Kenya’s Wilson Kipsang, who broke the world record at the 2013 Berlin Marathon, believes that he can do it again on Sunday, when the race will stream live on the NBC Sports app beginning at 2:30 a.m. ET.
“I’ve trained well and, three years down the line from my world record here, I feel good and believe I have the potential to attempt the world record once more,” he said at today’s press conference, according to the IAAF. “Running at the top level, there is a lot of wear and tear on the body, especially when you are running for a time, but I am very focused on the world record.”
Kipsang clocked 2 hours, 3 minutes, 23 seconds when he broke the world record in 2013. A year later, fellow Kenyan Dennis Kimetto lowered it to 2:02:57 on the same course.

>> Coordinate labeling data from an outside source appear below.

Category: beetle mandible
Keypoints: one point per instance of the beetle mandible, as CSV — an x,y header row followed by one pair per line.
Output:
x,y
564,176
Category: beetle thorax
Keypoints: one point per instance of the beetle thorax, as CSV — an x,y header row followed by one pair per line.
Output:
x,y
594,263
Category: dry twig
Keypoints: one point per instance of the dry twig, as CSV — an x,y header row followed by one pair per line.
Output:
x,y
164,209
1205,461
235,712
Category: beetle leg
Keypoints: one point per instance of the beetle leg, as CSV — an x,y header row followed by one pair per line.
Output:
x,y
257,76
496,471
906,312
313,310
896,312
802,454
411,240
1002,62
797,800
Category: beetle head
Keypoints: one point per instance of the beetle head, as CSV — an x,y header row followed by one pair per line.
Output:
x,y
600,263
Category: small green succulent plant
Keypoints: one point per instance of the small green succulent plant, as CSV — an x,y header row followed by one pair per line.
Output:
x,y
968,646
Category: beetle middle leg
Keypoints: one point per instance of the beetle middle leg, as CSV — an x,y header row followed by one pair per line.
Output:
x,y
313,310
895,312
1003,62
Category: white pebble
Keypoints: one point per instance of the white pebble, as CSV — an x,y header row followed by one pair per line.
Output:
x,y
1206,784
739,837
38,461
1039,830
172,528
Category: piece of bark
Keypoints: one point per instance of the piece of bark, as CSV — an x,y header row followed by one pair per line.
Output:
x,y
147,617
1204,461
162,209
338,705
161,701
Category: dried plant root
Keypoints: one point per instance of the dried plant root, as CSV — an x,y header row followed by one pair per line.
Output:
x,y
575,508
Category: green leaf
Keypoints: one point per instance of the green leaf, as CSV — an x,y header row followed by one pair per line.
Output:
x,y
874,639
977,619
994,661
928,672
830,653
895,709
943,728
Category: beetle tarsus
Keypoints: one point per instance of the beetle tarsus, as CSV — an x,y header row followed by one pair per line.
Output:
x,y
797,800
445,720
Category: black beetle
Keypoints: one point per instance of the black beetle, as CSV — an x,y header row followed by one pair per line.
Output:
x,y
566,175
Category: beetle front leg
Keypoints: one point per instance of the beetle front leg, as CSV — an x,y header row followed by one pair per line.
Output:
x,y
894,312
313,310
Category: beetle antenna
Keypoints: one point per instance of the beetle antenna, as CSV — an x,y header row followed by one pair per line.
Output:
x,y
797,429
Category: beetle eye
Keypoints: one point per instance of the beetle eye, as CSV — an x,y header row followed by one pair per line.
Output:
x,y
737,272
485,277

Kimetto will not race in Berlin this year.
Kipsang will be challenged by Kenyan compatriot Emmanuel Mutai, who has the fastest time (2:03:13) in the field, and Ethiopia’s Kenenisa Bekele.
Bekele is a three-time Olympic track champion and the 5000m and 10,000m world-record holder, but acknowledged that his marathon personal best of 2:05:04 places him a distant fourth in the field.
“I consider my personal best of 2:05 to be slow compared to the best runners,” he said. “I want to run as fast as I can on Sunday and beat my best.”